Unlocking the potential of Ca‐doped Sm 0.5 Sr 0.5 CoO 3− δ cathodes for high‐performance intermediate temperature solid oxide fuel cells

Abstract The development of efficient and durable cathode materials is essential for advancing intermediate temperature solid oxide fuel cells (IT‐SOFCs). This study investigates the effects of Ca doping on strontium manganite (Sm 0.5 Sr 0.5 CoO 3− δ , SSC) perovskite oxides, exploring their potential as cathodes for IT‐SOFCs. Our detailed analyses of the crystal structure, microstructure, and surface composition reveal that Ca doping increases the concentration of oxygen vacancies and Co 3+ without altering the phase structure of the SSC cathode. Notably, Ca doping mitigates Sr segregation at the surface.
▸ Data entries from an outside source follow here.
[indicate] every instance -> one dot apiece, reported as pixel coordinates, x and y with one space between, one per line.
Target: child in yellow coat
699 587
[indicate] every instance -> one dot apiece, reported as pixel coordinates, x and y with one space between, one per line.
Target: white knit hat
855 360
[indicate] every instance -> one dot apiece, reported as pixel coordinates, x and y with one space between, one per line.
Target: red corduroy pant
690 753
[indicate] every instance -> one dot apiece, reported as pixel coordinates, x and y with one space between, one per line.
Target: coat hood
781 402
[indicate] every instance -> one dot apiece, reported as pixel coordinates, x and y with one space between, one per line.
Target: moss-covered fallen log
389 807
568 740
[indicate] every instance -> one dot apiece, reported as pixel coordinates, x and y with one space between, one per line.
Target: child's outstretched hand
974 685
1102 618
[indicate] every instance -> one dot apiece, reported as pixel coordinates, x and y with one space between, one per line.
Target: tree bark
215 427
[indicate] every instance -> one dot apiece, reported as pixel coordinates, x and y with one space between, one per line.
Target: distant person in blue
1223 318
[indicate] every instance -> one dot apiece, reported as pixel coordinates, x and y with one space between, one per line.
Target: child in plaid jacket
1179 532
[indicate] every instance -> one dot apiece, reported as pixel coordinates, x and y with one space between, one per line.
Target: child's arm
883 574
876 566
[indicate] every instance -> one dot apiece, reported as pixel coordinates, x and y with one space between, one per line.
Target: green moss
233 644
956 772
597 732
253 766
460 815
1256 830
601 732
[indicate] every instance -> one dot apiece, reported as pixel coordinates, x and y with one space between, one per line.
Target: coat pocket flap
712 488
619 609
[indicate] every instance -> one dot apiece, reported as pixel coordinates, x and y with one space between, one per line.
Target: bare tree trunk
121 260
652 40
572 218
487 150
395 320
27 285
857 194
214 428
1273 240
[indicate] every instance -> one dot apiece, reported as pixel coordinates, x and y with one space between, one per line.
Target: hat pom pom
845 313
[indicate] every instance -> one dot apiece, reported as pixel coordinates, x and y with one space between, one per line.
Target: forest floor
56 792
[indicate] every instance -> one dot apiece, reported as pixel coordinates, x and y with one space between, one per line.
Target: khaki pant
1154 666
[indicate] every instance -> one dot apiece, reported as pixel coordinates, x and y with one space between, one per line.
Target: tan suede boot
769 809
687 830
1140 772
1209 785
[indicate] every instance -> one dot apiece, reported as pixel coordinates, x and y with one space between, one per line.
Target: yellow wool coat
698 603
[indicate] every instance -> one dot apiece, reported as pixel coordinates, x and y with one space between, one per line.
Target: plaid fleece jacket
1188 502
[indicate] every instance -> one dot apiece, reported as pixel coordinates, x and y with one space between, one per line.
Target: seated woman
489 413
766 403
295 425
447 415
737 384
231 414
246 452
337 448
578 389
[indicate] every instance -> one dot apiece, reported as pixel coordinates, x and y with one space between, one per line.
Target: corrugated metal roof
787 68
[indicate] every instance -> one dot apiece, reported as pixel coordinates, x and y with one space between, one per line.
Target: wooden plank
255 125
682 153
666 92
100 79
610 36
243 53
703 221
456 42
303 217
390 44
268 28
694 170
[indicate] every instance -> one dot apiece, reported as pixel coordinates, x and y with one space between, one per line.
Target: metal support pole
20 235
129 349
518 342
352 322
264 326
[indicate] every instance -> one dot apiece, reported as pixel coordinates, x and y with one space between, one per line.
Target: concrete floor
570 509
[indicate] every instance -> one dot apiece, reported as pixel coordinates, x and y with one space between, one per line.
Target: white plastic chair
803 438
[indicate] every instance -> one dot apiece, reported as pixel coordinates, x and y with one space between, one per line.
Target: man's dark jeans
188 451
SCa 0.2 SC exhibits the highest oxygen vacancy concentration and the lowest surface Sr content. It also exhibited excellent electrocatalytic performance, with a polarization impedance of 1.65 Ω cm 2 at 550°C, which was 22.4% lower than that of SSC. Peak power densities were measured at 236, 469, 696, and 968 mW cm −2 at temperatures of 550, 600, 650, and 700°C, respectively. The SCa 0.2 SC cathode exhibited a decay rate of just 0.6% over 200 h in a stability test at 650°C. These results demonstrate the exceptional electrochemical performance and stability of Ca‐doped SSC cathodes at low temperatures, positioning them as promising candidates for IT‐SOFC applications.